- Country: USA
- Language: English
- Genre: science fiction

Publication
- Published in: Startling Stories
- Publication date: 1955

= Nanny (short story) =

"Nanny" is a science fiction short story by American writer Philip K. Dick, first published in 1955 in Startling Stories and later in The Book of Philip K. Dick (1973) and The Collected Stories of Philip K. Dick. It has since been republished several times, including in Beyond Lies the Wub in 1988.

== Plot summary==
The story takes place in the future, when every family has a mechanical robot as a Nanny. A family of four has an older model Nanny, and every night, when the family goes to sleep, the nanny and the neighbor's nanny, which is a different model, meet in the back yard and fight. The Nanny gets damaged and must be repaired, which frustrates the family, as they're advised to upgrade to a newer model.

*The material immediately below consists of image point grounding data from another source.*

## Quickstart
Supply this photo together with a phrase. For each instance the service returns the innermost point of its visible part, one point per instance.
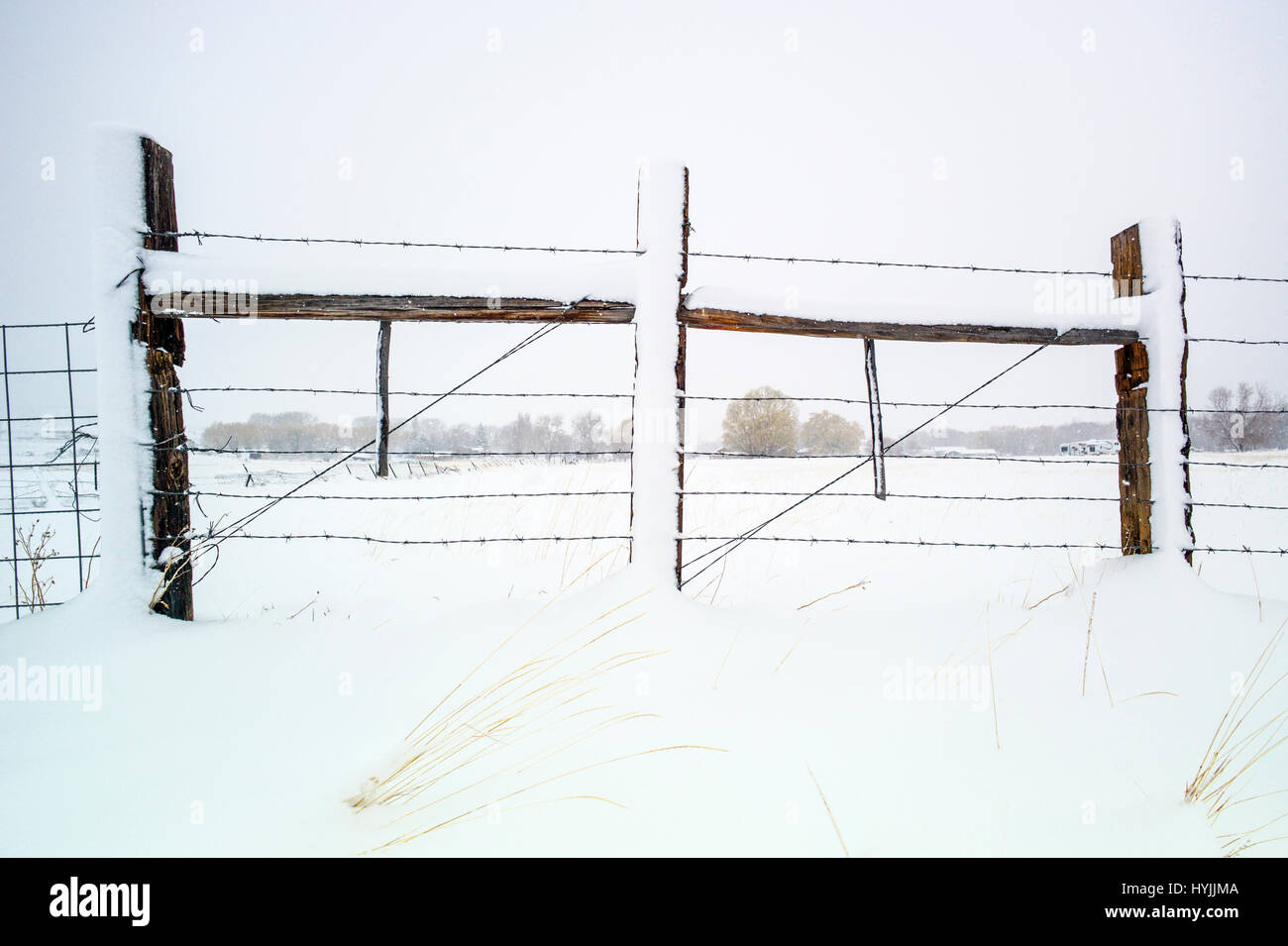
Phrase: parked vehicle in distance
(1083, 448)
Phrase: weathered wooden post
(162, 338)
(382, 382)
(657, 425)
(1140, 495)
(870, 367)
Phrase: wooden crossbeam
(892, 331)
(375, 308)
(231, 305)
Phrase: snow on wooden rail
(142, 345)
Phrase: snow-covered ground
(800, 699)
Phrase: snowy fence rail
(52, 464)
(649, 291)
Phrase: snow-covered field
(800, 699)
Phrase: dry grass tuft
(494, 738)
(1234, 751)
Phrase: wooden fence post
(870, 366)
(682, 374)
(382, 381)
(1131, 381)
(162, 338)
(657, 443)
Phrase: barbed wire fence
(176, 549)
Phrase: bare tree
(1249, 417)
(827, 434)
(763, 424)
(587, 430)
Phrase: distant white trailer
(1083, 448)
(964, 454)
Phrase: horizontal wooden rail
(231, 305)
(892, 331)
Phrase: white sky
(1048, 138)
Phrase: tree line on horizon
(763, 422)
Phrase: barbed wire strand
(746, 258)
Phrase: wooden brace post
(162, 338)
(382, 383)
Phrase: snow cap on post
(1164, 331)
(123, 424)
(657, 425)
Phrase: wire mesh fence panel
(51, 464)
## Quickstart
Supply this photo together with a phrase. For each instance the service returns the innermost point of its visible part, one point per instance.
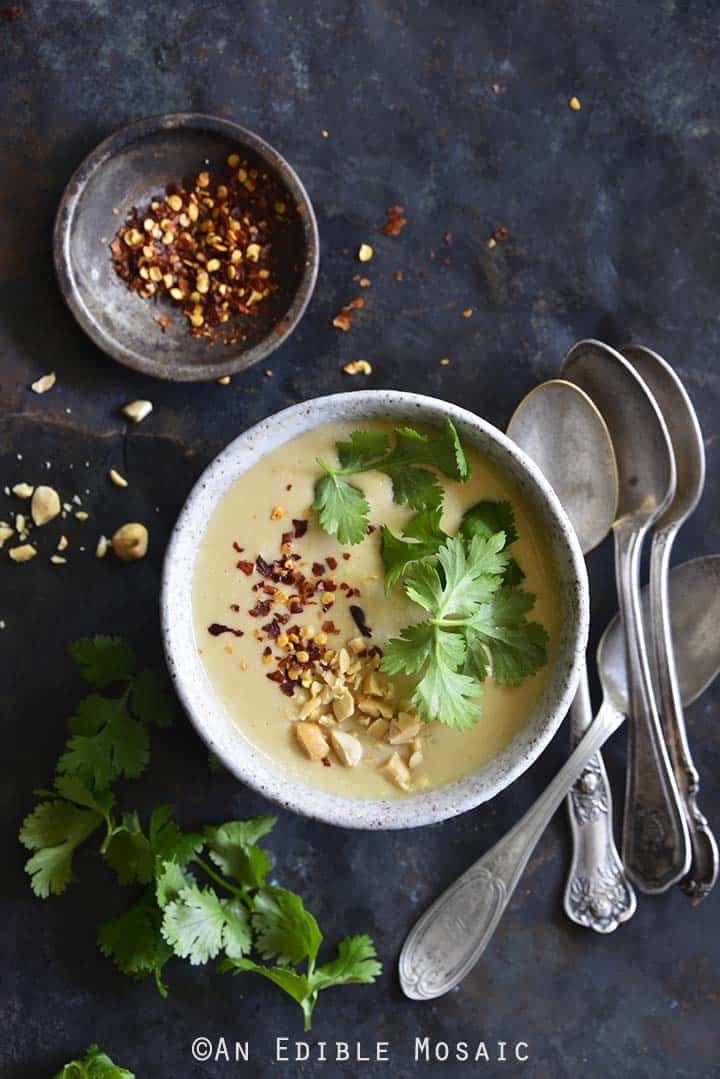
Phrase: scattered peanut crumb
(130, 542)
(117, 478)
(23, 554)
(358, 367)
(43, 384)
(45, 504)
(137, 410)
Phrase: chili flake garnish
(207, 247)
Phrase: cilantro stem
(239, 892)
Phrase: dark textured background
(613, 215)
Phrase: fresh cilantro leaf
(171, 879)
(487, 518)
(130, 852)
(54, 830)
(422, 537)
(233, 848)
(198, 925)
(363, 449)
(408, 653)
(517, 647)
(134, 856)
(107, 742)
(284, 929)
(356, 963)
(151, 698)
(296, 985)
(463, 581)
(443, 693)
(94, 1065)
(342, 509)
(134, 942)
(103, 659)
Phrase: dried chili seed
(215, 629)
(358, 618)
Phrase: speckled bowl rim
(231, 363)
(206, 711)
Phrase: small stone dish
(208, 714)
(130, 168)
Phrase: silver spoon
(689, 451)
(561, 429)
(451, 936)
(655, 837)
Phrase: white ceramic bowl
(207, 712)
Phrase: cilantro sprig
(475, 625)
(201, 895)
(407, 460)
(94, 1065)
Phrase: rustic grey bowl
(127, 169)
(208, 714)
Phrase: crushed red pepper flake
(207, 249)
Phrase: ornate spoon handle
(597, 895)
(452, 934)
(704, 863)
(655, 840)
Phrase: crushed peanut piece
(137, 410)
(117, 478)
(23, 554)
(130, 542)
(43, 384)
(45, 504)
(312, 739)
(348, 748)
(358, 367)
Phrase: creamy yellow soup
(253, 519)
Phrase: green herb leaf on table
(94, 1065)
(343, 509)
(198, 925)
(133, 941)
(285, 930)
(54, 831)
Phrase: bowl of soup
(375, 610)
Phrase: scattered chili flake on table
(207, 248)
(395, 221)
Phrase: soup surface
(267, 513)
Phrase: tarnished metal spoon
(689, 451)
(655, 837)
(447, 941)
(561, 429)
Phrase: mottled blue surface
(613, 218)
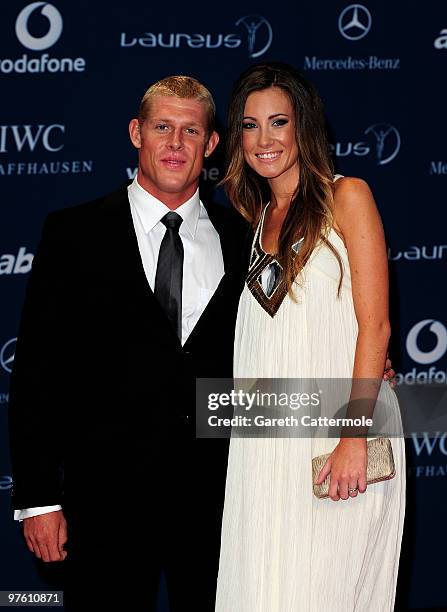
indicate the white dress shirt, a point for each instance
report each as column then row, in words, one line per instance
column 203, row 265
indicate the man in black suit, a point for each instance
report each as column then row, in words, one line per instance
column 131, row 297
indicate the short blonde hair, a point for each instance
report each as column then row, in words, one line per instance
column 181, row 87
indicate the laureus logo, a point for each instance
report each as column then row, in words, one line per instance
column 354, row 22
column 260, row 34
column 387, row 142
column 7, row 355
column 55, row 25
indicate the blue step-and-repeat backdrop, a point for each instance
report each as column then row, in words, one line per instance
column 72, row 75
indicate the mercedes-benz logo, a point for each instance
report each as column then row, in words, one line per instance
column 354, row 22
column 253, row 23
column 387, row 142
column 7, row 355
column 54, row 29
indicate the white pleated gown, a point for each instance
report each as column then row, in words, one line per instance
column 282, row 549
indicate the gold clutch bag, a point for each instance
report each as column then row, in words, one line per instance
column 380, row 465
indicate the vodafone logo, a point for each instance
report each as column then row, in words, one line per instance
column 439, row 350
column 55, row 25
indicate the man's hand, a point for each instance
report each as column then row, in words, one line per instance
column 46, row 535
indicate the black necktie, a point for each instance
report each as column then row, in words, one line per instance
column 168, row 279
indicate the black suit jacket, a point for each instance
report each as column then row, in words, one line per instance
column 102, row 396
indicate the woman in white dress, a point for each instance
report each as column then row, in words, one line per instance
column 315, row 305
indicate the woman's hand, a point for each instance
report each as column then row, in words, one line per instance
column 347, row 467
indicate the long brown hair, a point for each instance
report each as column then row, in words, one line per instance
column 310, row 214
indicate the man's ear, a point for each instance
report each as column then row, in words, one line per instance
column 211, row 144
column 134, row 133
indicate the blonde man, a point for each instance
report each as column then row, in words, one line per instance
column 131, row 297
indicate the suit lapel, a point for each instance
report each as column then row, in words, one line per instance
column 130, row 271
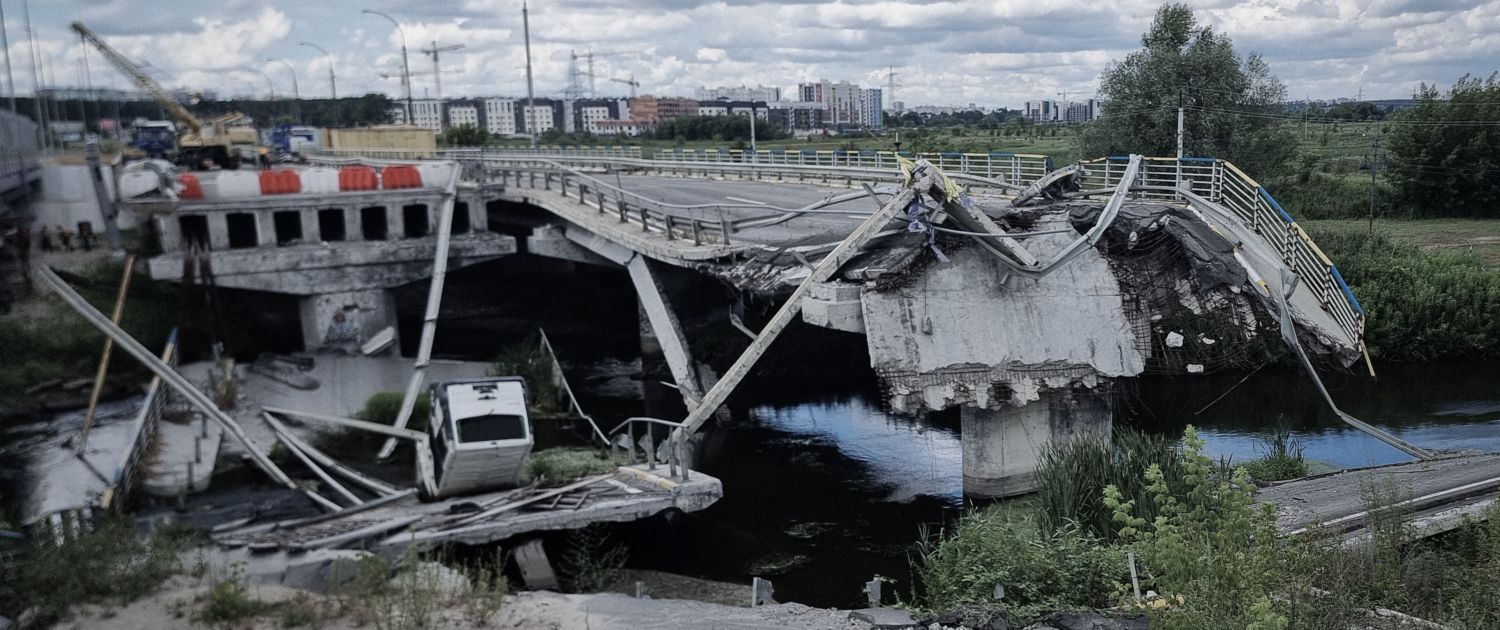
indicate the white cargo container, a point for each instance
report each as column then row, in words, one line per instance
column 480, row 434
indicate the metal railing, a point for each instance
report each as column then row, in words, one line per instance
column 144, row 429
column 1226, row 185
column 675, row 444
column 1208, row 177
column 702, row 224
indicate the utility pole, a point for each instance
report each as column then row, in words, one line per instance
column 1374, row 161
column 437, row 72
column 405, row 65
column 36, row 78
column 1181, row 117
column 5, row 42
column 525, row 29
column 333, row 84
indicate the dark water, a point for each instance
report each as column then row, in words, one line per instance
column 824, row 489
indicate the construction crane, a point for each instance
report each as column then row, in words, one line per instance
column 437, row 74
column 219, row 140
column 629, row 81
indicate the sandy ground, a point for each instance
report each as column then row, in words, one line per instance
column 180, row 602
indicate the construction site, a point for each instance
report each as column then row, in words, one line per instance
column 759, row 371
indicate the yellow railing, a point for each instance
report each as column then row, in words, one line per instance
column 1226, row 185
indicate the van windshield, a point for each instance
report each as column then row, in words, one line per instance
column 492, row 426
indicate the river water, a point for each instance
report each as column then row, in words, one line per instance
column 824, row 489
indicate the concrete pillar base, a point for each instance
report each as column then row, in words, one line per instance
column 342, row 321
column 1001, row 446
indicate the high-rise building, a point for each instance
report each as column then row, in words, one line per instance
column 845, row 104
column 738, row 93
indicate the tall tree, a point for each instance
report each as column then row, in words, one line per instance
column 1445, row 155
column 1233, row 102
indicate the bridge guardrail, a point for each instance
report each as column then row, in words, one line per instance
column 146, row 422
column 1226, row 185
column 1212, row 179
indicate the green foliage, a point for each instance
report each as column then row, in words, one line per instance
column 383, row 407
column 1140, row 96
column 1071, row 477
column 465, row 135
column 1208, row 542
column 1442, row 165
column 722, row 128
column 228, row 600
column 108, row 564
column 1283, row 458
column 1419, row 305
column 591, row 564
column 534, row 365
column 567, row 462
column 1043, row 569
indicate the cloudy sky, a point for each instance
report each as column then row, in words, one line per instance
column 945, row 53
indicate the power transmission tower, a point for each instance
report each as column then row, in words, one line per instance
column 1374, row 161
column 437, row 72
column 575, row 78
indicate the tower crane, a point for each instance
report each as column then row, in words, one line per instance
column 437, row 74
column 216, row 140
column 629, row 81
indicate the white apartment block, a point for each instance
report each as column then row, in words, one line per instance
column 539, row 119
column 428, row 113
column 462, row 114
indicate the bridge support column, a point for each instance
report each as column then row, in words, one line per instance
column 342, row 321
column 1001, row 447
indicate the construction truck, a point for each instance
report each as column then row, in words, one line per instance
column 224, row 141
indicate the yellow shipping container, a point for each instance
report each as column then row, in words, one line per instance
column 401, row 140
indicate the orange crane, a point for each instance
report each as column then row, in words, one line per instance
column 221, row 140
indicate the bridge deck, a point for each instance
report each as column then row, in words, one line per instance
column 1437, row 495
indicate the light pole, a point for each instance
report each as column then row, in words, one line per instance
column 405, row 65
column 333, row 84
column 525, row 27
column 296, row 92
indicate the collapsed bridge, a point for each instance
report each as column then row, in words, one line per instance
column 992, row 284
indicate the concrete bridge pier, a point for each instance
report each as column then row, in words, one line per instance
column 342, row 321
column 1001, row 447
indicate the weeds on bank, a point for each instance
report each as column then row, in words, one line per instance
column 1281, row 458
column 108, row 564
column 414, row 594
column 1211, row 557
column 591, row 563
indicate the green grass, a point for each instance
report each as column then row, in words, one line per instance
column 567, row 462
column 1478, row 236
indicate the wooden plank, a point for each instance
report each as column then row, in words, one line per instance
column 536, row 570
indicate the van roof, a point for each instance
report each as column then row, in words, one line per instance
column 483, row 396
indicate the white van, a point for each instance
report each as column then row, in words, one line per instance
column 480, row 434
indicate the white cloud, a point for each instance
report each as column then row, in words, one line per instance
column 947, row 51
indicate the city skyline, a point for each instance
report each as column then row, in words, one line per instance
column 996, row 54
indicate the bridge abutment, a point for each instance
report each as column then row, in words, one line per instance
column 342, row 321
column 1002, row 447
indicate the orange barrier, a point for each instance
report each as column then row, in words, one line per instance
column 279, row 182
column 357, row 179
column 192, row 189
column 398, row 177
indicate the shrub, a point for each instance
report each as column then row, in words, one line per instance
column 567, row 462
column 108, row 564
column 1041, row 569
column 1421, row 305
column 1071, row 477
column 1209, row 548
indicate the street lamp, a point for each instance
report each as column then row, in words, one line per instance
column 333, row 86
column 270, row 86
column 405, row 65
column 296, row 92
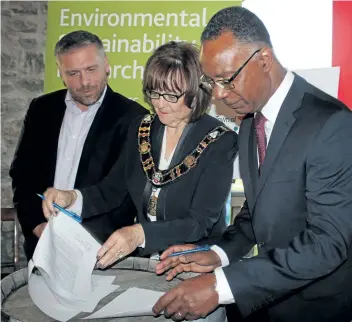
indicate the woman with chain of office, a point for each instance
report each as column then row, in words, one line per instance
column 178, row 167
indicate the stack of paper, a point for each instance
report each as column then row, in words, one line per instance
column 125, row 304
column 65, row 257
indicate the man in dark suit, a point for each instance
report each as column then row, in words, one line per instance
column 288, row 255
column 72, row 138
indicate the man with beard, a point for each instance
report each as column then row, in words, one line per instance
column 71, row 138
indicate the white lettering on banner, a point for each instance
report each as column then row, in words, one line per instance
column 145, row 45
column 127, row 71
column 97, row 19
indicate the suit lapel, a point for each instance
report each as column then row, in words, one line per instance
column 100, row 123
column 248, row 160
column 57, row 113
column 282, row 127
column 182, row 145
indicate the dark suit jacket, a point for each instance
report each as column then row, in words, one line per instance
column 188, row 209
column 33, row 167
column 298, row 211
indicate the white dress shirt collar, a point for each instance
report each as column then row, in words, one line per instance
column 272, row 107
column 72, row 106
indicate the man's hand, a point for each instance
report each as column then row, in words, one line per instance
column 200, row 262
column 64, row 198
column 121, row 243
column 190, row 300
column 38, row 230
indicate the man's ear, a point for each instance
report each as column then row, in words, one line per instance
column 266, row 58
column 58, row 69
column 106, row 65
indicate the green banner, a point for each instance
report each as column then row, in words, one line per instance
column 130, row 31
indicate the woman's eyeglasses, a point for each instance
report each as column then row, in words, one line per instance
column 172, row 98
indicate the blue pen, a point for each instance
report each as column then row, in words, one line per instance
column 193, row 250
column 68, row 213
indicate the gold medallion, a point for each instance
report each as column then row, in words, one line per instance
column 190, row 161
column 144, row 147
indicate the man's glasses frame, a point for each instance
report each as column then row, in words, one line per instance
column 225, row 83
column 172, row 98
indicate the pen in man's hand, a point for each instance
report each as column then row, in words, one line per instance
column 193, row 250
column 65, row 211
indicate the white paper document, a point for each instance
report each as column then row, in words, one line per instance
column 133, row 302
column 67, row 253
column 65, row 257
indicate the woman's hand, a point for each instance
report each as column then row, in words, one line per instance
column 121, row 243
column 64, row 198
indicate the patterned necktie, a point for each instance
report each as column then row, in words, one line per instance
column 259, row 122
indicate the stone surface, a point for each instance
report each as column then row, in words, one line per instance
column 23, row 35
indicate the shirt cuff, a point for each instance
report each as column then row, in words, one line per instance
column 223, row 288
column 223, row 257
column 142, row 245
column 77, row 205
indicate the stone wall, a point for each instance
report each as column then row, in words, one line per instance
column 23, row 35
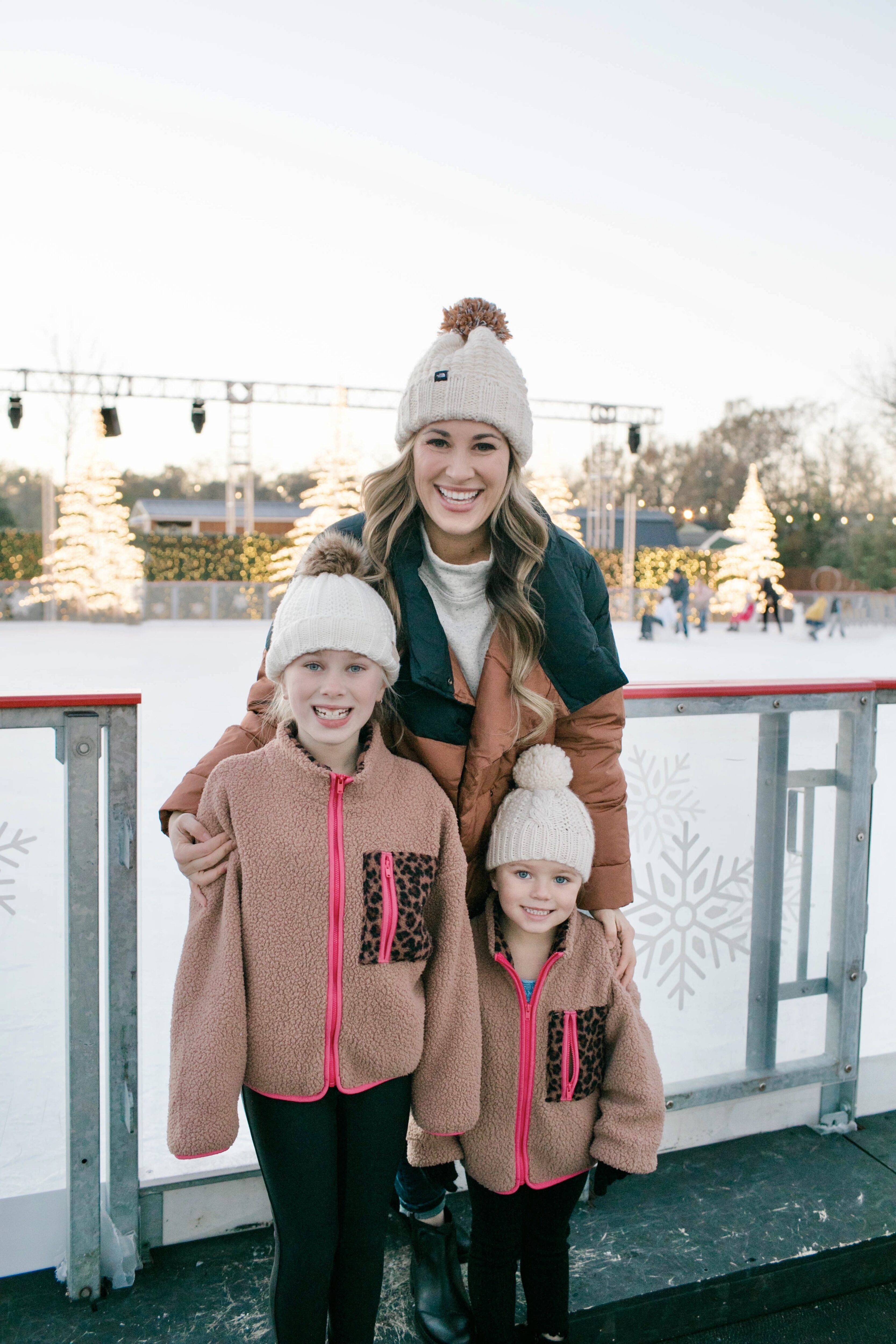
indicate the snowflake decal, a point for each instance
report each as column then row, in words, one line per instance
column 18, row 845
column 699, row 913
column 659, row 799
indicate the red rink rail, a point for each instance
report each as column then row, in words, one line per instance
column 68, row 702
column 703, row 690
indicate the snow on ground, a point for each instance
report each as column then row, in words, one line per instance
column 194, row 679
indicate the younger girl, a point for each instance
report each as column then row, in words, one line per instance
column 569, row 1072
column 330, row 974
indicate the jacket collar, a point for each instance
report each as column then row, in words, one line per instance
column 373, row 756
column 563, row 935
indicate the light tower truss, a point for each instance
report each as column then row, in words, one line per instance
column 241, row 394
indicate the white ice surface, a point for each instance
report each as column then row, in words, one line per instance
column 194, row 679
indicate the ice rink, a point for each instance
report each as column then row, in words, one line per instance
column 691, row 785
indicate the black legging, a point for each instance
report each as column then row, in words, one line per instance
column 330, row 1167
column 531, row 1226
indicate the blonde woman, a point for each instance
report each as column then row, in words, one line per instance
column 504, row 638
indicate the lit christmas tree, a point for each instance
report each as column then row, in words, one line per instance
column 95, row 566
column 557, row 498
column 336, row 495
column 754, row 557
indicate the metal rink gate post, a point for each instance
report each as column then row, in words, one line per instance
column 776, row 832
column 80, row 724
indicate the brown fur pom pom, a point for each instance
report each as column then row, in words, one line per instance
column 471, row 314
column 335, row 553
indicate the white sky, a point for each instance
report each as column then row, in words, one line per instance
column 675, row 203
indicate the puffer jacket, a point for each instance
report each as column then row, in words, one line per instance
column 569, row 1080
column 471, row 745
column 335, row 952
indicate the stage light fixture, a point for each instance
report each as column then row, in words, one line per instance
column 111, row 427
column 198, row 414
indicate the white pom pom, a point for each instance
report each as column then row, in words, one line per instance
column 543, row 768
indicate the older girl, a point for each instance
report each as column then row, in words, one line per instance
column 328, row 972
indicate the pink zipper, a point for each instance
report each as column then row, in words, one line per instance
column 390, row 906
column 570, row 1049
column 335, row 932
column 526, row 1085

One day, the kids take the Nanny to the park, where it is attacked and destroyed by another, much larger and more powerful, Nanny. Their father, upset with this, goes and buys a brand new Nanny, the toughest model available. The kids are excited, but later, their new Nanny destroys the Nanny of another family, whose father is forced to buy another Nanny, an even bigger one.

== Adaptation ==

The story was likely the basis for "The People's Choice" story in EC Comics Weird Science comic book and corresponding episode of HBO's Perversions of Science. Although not substantially verifiable, the stories are virtually identical and EC Comics was known for borrowing adaptation ideas.